5.2.5.Uit wat is overwogen in 5.2.2 tot en met 5.2.4 volgt dat gedurende de hier te beoordelen periode sprake was van een gezamenlijke huishouding in de zin van artikel 3, vierde lid, onder b, van de WWB. Appellanten hebben aangevoerd dat onvoldoende rekening is gehouden met bijzondere omstandigheden, met name dat de veelvuldige aanwezigheid van appellant in de woning van appellante zijn oorzaak vindt in het feit dat appellant de zorgverlener van appellante was. Nog daargelaten dat uit de verklaringen van appellante tegenover de sociale recherche blijkt dat de aanwezigheid van appellant in haar woning veel ruimer was dan het aantal uren zorg dat hij op grond van de voor appellante vastgestelde indicaties geacht werd te verlenen (maximaal 30 uur per week voor persoonlijke verzorging en huishoudelijke hulp tezamen), betekenen de aangevoerde omstandigheden niet dat van een gezamenlijk hoofdverblijf geen sprake is. De hier voorliggende vraag of appellanten een gezamenlijk hoofdverblijf hadden in de woning van appellante dient immers te worden beantwoord aan de hand van de feitelijke situatie. Daarbij zijn omstandigheden die tot dat gezamenlijk hoofdverblijf hebben geleid, de motieven van betrokkenen en de aard van hun onderlinge relatie niet van belang.

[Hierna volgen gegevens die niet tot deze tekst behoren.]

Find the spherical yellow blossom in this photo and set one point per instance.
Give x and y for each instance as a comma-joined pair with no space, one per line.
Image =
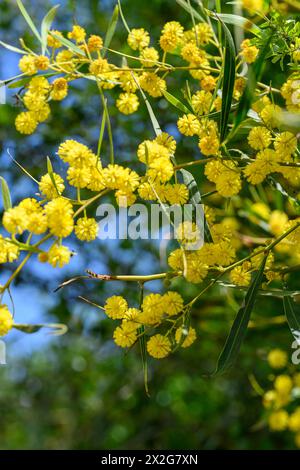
116,307
201,102
59,89
188,124
185,335
95,43
9,252
161,170
277,222
285,144
176,259
278,420
253,6
171,36
78,34
52,41
149,56
59,213
153,84
270,115
159,346
76,154
277,358
177,194
249,53
240,277
209,145
27,64
173,303
125,335
42,62
127,103
78,177
59,256
86,229
259,138
26,122
138,39
283,384
6,320
15,220
48,188
294,421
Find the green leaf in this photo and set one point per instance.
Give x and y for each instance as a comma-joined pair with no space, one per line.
111,29
28,19
176,102
240,21
228,80
195,198
57,328
12,48
292,318
69,45
46,25
5,194
240,324
254,75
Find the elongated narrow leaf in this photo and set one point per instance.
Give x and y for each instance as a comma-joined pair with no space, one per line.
5,194
240,21
195,199
254,75
28,20
228,80
46,25
57,329
293,317
176,102
111,29
72,47
12,48
240,324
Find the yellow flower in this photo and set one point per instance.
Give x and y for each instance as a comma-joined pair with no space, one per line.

5.2.6.Met betrekking tot het beroep van appellanten op artikel 26 van het IVBPR overweegt de Raad als volgt.
5.2.7.In artikel 3, tweede lid, aanhef en onder a, van de WWB is met betrekking tot bloedverwanten in de tweede graad die een gezamenlijke huishouding voeren indien er bij één van hen sprake is van zorgbehoefte, een uitzondering gemaakt op het uitgangspunt dat twee ongehuwde personen die een gezamenlijke huishouding voeren voor het verlenen van bijstand gelijk worden gesteld met gehuwden.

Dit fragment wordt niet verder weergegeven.